Para influenser dunia maya ini direkrut atau disewa secara kongkrit. Hanya saja, transaksinya diam-diam, jauh dari pajak dan dalam waktu tertentu juga sangat personal.
Saat waktu jaman politik, ya kliennya tak jauh dari itu. Per blast, bisa juga kontrak sebulan dengan syarat-syarat dan ketentuan tertentu. Hanya buzzer dan endorser serta klien yang paham.
Pilkada Sebentar Lagi
Biaya menyewa tim buzzer ini sangat relatif, hitungan dari pengikut sang influenser. Seorang fotografer yang kini pindah kuadran menjadi influenser atau buzzer, bisa hidup tak terpengaruh pandemi virus Corona.
Memang, saat pilihan hidup memasuki dunia medsos, sebenarnya kreatifitas menjadi penting. Mereka harus mengembangkan talenta lain. Antara lain, mengembangkan bakat edit video lewat hape, men-syut atau sebagai pembuat trendsetter.
Era beberapa dekade lalu, dimana seorang fotografer lapangan masih harus dibekali kemampuan cuci-cetak foto di kamar gelap. Saat ini, mungkin spesifikasi tersebut sudah tidak lagi menjadi prioritas.
Dengan format digital, fotografer hanya perlu mengirim data foto via email untuk naik cetak atau terbit online.
Lebih jauh lagi, teknologi kamera digital juga menghadirkan fitur-fitur auto yang cukup canggih. Dalam mode full auto, fotografer bahkan cukup menekan tombol tanpa harus mengukur ISO, diafragma, hingga depth of field bidikan.
Sekali jepret, gambar yang dihasilkan bisa jadi lebih baik daripada bidikan dengan mode manual.
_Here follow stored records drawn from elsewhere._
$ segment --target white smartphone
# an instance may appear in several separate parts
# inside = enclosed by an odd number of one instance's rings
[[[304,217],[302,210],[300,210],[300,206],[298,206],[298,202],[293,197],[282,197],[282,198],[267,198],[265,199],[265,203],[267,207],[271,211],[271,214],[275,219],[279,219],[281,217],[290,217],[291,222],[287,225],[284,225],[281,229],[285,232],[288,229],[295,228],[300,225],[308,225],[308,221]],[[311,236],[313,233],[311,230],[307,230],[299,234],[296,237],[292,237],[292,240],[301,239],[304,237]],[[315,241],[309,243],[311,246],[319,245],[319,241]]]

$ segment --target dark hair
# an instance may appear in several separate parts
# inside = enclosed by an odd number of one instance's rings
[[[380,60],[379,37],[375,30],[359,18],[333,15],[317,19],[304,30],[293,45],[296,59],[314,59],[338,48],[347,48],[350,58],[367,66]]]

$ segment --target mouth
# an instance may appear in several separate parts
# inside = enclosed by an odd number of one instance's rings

Ironinya, salah satu yang gugur digerus perkembangan teknologi kamera digital justru pencetusnya sendiri.
Steven J. Sasson, insinyur Kodak, melahirkan kamera digital pertama dengan resolusi hingga 10.000 piksel yang tersimpan dalam pita kaset. Sejak runtuhnya fotografi film dan maraknya tren kamera digital, fotografi menjadi semakin “ramah” di mata masyarakat.
Teknologi handphone, yang baru terus, menghadirkan kualitas kamera berpiksel besar. Seiring dengan kehadiran media sosial Instagram, maka fotografi mobile menjadi kekinian.
Demam Instagram juga melanda di Indonesia. Profesi “Instagrammer” juga menjadi sesuatu yang menjanjikan bagi orang-orang yang minat pada fotografi.
Jika ada era fotografi harus diproduksi oleh kamera dan proses cetak kimiawi film negatif, itu sudah berlalu. Fotografi semakin luas, bukan lagi modal kamera pocket. Fotografi hingga membuat video, bias dengan kamera handphone saja.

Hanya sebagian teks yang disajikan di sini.